In contrastato con l'utilizzo più comune della spettroscopia di massa, utilizzata per identificare il picco di ogni specifica molecola contenuta nel composto esaminato, i ricercatori hanno aggregato i dati e hanno esaminato le statistiche generali e la distribuzione dei segnali. Miscele organiche complesse, come quelle derivate da esseri viventi, petrolio e campioni abiologici, presentano "impronte" molto diverse se viste in questo modo. Il team ha quindi inserito i dati grezzi in un algoritmo di apprendimento automatico, scoprendo sorprendentemente che il computer era in grado di classificare accuratamente i campioni come viventi o non viventi con una precisione del 95% circa. Questo risultato è stato ottenuto dopo aver semplificato notevolmente i set di partenza, tenendo conto del fatto che gli strumenti a bordo dei veicoli spaziali hanno generalmente una precisione ridotta rispetto a quelli utilizzati nei laboratori terrestri.
"Questo lavoro apre molte strade entusiasmanti per l'utilizzo della spettrometria di massa ad altissima risoluzione per applicazioni astrobiologiche", ha affermato il coautore Huan Chen del US National MagLab.

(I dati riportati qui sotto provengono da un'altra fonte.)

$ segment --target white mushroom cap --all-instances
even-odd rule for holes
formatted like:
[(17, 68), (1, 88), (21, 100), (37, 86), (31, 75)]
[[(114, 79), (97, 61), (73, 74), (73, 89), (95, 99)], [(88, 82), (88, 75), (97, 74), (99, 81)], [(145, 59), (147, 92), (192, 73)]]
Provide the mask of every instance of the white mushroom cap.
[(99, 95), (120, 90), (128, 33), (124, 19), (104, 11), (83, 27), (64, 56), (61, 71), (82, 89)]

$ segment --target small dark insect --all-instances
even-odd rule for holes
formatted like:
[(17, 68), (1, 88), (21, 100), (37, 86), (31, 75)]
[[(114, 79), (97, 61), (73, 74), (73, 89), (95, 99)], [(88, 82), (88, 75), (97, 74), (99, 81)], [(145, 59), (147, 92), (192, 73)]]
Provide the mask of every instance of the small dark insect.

L'autore principale Nicholas Guttenberg ha aggiunto: “Sebbene sia difficile, se non impossibile, caratterizzare ogni picco in una miscela chimica complessa, l'ampia distribuzione dei componenti può contenere schemi e relazioni informative sul processo mediante il quale quella miscela è nata o si è sviluppata. Se vogliamo comprendere la chimica prebiotica complessa, abbiamo bisogno di modi di pensare in termini di questi schemi generali - come si verificano, cosa implicano e come cambiano - piuttosto che la presenza o l'assenza di singole molecole. Questo documento è una prima indagine sulla fattibilità e sui metodi di caratterizzazione a quel livello e mostra che anche scartando le misurazioni di massa ad alta precisione, ci sono informazioni significative nella distribuzione dei picchi che possono essere utilizzate per identificare i campioni in base al tipo di processo che li ha prodotti". Ora, il team prevede di proseguire con ulteriori studi per capire esattamente quali aspetti di questo tipo di analisi dei dati consentono una classificazione così efficace.